I did not deliberately decide to leave apartheid or not to talk about it. In the end, it happened that way. It was not a conscious decision. It was only when I entered into this conversation with you that I realized how much I was playing a role of “ witness ” to this / these heinous crimes committed, in the name of the law of the land of this land. , back in the days when apartheid was what people thought would triumph over the weak, crippled and destitute in its heyday.
Apartheid deserves a book of its own. A subject under the sun that I feel I will tackle as I mature more and more as a writer. It will be difficult. There is so much rage, heartache, a visceral disconnect between the people who were the “privileged minority” during apartheid and then there was the “shameful majority” who lived stuck in the trenches of poverty and death. . There are a lot of things, themes of South Africa that I knew as a child and that I left aside (the poetry book Africa where you are), when I look at the book in retrospect. Yes, you’re right. We could have said a lot more. Maybe I should have talked about it; the life experience of a majority living in a perpetual state of feelings of anxiety, deep humiliation, self-awareness and apartheid closed in on me, all facets, all aspects and abstracts of my childhood, my adolescence and my youth. Not just me but a whole country. On the one hand, it was flourishing and on the other hand, it was a complete paradigm shift; in other words, the infinite good on one side versus the residing evil. I didn’t want to repeat the negative, the negative, the negative because it was omnipresent in all spheres, kingdom, empire, castle wall, ivory tower on which apartheid was built. If I had a book of hellish negatives (as a writer you can’t work in this oppressive, claustrophobic realm, I mean I can’t deliver what I feel is my best work) how people would be they attracted to it? did I ask myself over and over again?
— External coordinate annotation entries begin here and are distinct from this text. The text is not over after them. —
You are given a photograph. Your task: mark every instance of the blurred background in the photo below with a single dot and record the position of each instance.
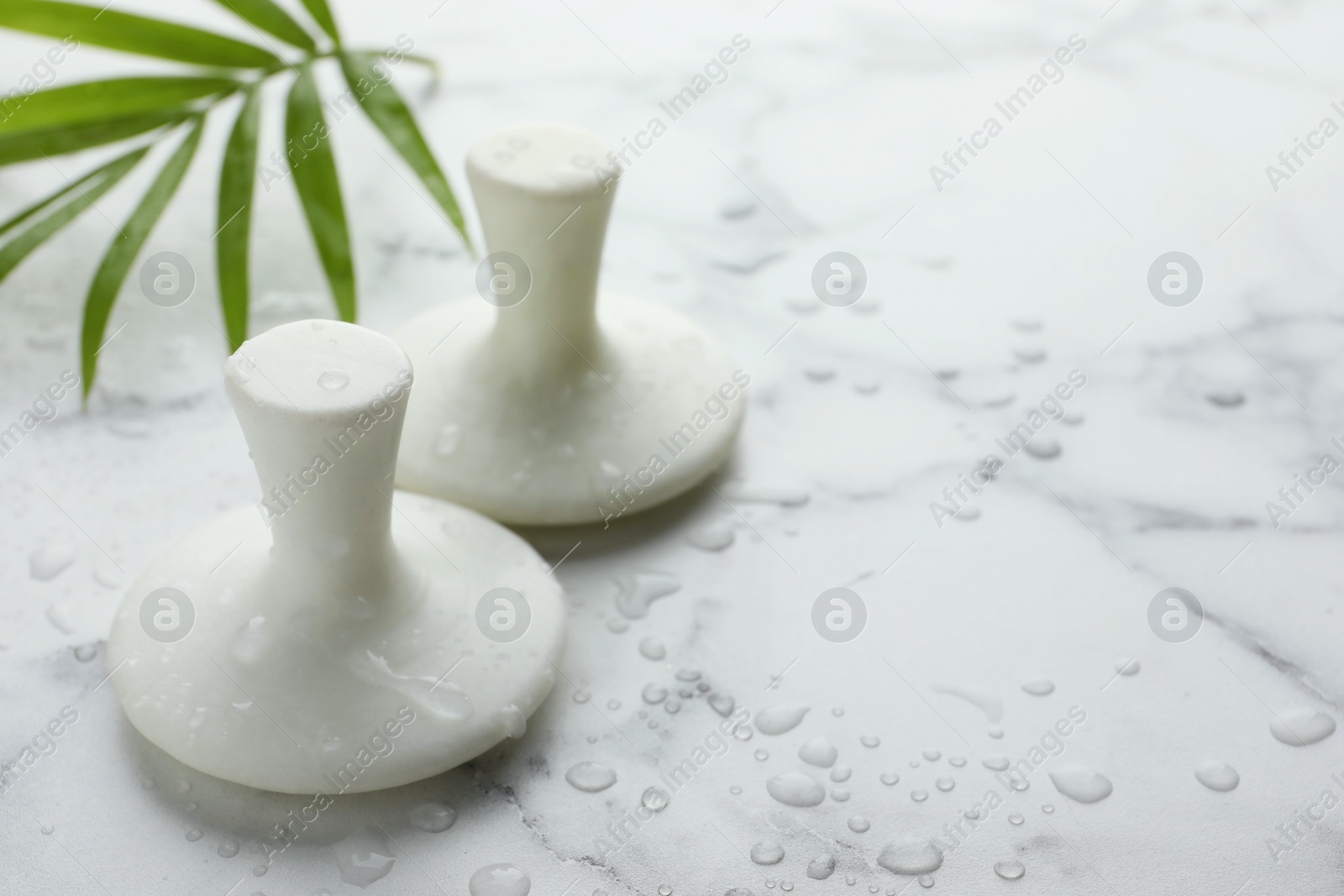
(990, 281)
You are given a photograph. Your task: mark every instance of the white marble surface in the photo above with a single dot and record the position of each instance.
(822, 139)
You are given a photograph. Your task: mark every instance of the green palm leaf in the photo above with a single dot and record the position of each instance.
(55, 141)
(272, 19)
(386, 109)
(60, 194)
(319, 187)
(97, 101)
(100, 181)
(132, 34)
(322, 13)
(237, 179)
(121, 254)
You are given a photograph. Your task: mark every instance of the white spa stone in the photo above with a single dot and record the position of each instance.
(535, 409)
(336, 641)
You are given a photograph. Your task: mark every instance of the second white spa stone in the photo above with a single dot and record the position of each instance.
(537, 403)
(347, 637)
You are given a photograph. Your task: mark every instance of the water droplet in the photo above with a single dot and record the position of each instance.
(1216, 775)
(50, 560)
(716, 535)
(777, 720)
(768, 853)
(796, 789)
(1081, 783)
(499, 880)
(987, 703)
(512, 721)
(635, 593)
(819, 752)
(1043, 449)
(822, 867)
(448, 439)
(250, 640)
(333, 380)
(1226, 399)
(1301, 727)
(591, 777)
(655, 799)
(363, 857)
(911, 856)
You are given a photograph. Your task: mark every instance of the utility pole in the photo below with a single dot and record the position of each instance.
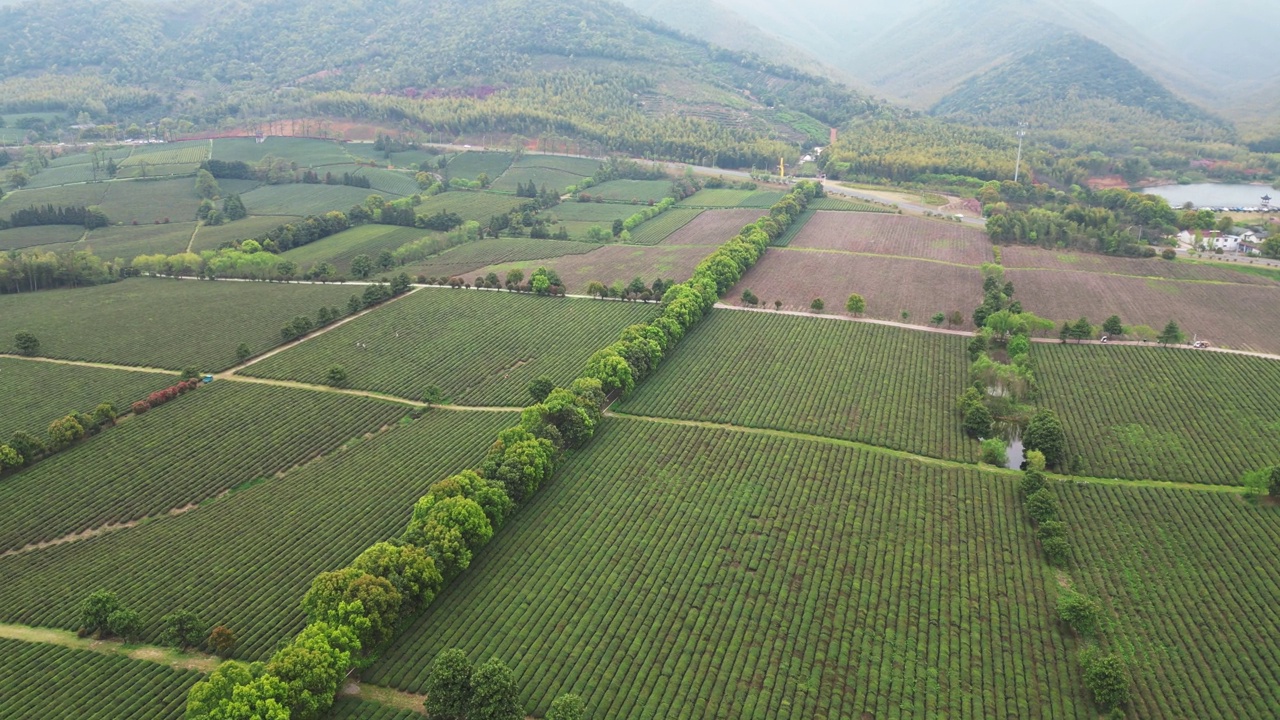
(1018, 165)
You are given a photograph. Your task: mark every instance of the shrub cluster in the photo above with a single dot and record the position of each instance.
(355, 610)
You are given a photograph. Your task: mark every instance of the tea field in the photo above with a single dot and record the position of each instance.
(48, 680)
(163, 323)
(850, 381)
(1155, 413)
(479, 347)
(37, 393)
(247, 559)
(1185, 580)
(672, 572)
(183, 452)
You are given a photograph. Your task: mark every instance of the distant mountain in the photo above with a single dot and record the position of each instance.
(1052, 83)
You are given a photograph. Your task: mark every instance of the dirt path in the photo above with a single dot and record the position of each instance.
(168, 656)
(927, 460)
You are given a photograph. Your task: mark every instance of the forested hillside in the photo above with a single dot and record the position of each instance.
(1086, 95)
(494, 65)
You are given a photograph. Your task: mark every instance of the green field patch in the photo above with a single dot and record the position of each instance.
(163, 323)
(754, 577)
(298, 199)
(469, 165)
(247, 560)
(147, 201)
(129, 241)
(17, 238)
(305, 151)
(1182, 578)
(364, 240)
(466, 259)
(471, 205)
(211, 237)
(1151, 413)
(479, 347)
(631, 191)
(37, 393)
(183, 452)
(868, 383)
(48, 680)
(653, 232)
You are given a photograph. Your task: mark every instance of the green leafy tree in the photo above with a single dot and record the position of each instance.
(27, 343)
(336, 376)
(96, 610)
(540, 388)
(978, 420)
(448, 686)
(361, 267)
(1079, 611)
(1106, 678)
(1171, 335)
(567, 707)
(407, 568)
(124, 624)
(1042, 505)
(312, 666)
(182, 629)
(494, 695)
(1045, 434)
(337, 596)
(993, 452)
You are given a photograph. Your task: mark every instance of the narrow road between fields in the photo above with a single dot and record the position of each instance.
(924, 459)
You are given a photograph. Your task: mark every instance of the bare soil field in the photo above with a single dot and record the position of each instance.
(713, 227)
(888, 285)
(1229, 315)
(1036, 258)
(896, 235)
(617, 263)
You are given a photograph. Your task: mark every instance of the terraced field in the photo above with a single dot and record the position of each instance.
(186, 451)
(471, 205)
(129, 241)
(18, 238)
(163, 323)
(46, 680)
(851, 381)
(466, 259)
(618, 263)
(1183, 578)
(210, 237)
(712, 228)
(1197, 306)
(343, 247)
(653, 232)
(673, 572)
(479, 347)
(247, 559)
(888, 285)
(896, 235)
(37, 393)
(304, 199)
(469, 165)
(1164, 414)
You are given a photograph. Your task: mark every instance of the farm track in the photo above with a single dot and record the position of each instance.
(923, 459)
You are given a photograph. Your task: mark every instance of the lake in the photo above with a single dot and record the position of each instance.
(1215, 195)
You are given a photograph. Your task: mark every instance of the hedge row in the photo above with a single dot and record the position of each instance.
(355, 610)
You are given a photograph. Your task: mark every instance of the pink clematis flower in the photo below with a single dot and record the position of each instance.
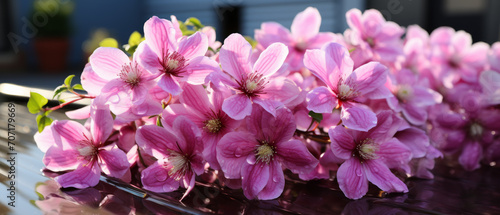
(369, 155)
(372, 37)
(177, 149)
(304, 35)
(258, 155)
(344, 87)
(253, 83)
(206, 112)
(126, 82)
(68, 145)
(175, 61)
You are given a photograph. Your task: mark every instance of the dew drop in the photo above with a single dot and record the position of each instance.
(238, 152)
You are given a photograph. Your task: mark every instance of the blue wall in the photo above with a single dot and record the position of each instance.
(120, 18)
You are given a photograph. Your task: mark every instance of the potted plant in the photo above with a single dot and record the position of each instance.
(52, 18)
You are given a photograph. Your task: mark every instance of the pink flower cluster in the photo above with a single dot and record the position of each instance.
(365, 106)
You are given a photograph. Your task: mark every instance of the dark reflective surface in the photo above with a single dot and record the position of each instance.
(453, 191)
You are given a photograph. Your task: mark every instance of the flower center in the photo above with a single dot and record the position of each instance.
(366, 150)
(130, 74)
(264, 153)
(180, 165)
(252, 85)
(404, 93)
(476, 130)
(174, 64)
(213, 125)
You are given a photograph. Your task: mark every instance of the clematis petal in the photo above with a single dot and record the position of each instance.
(352, 179)
(343, 142)
(160, 35)
(234, 56)
(193, 46)
(306, 24)
(237, 106)
(107, 62)
(82, 177)
(275, 183)
(155, 178)
(358, 116)
(294, 155)
(155, 140)
(254, 178)
(113, 161)
(233, 150)
(271, 59)
(58, 160)
(321, 100)
(378, 173)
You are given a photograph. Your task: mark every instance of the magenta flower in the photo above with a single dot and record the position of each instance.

Come to think of it, I’m glad I didn’t pay any “homage” to apartheid in my first book. The market here (South Africa) is saturated with books on this subject. Nobody talks about Africa, the continent, the people, the inhabitants in a way that I feel like in my first book. I’m happy with the book, but can a writer or poet really say he’s completely happy or thinks it’s over? You always want to go back and change something and there is always something that doesn’t satisfy you in the end, but in a way it’s also liberating to feel, speak, act, react to for the cause of justice and emancipation.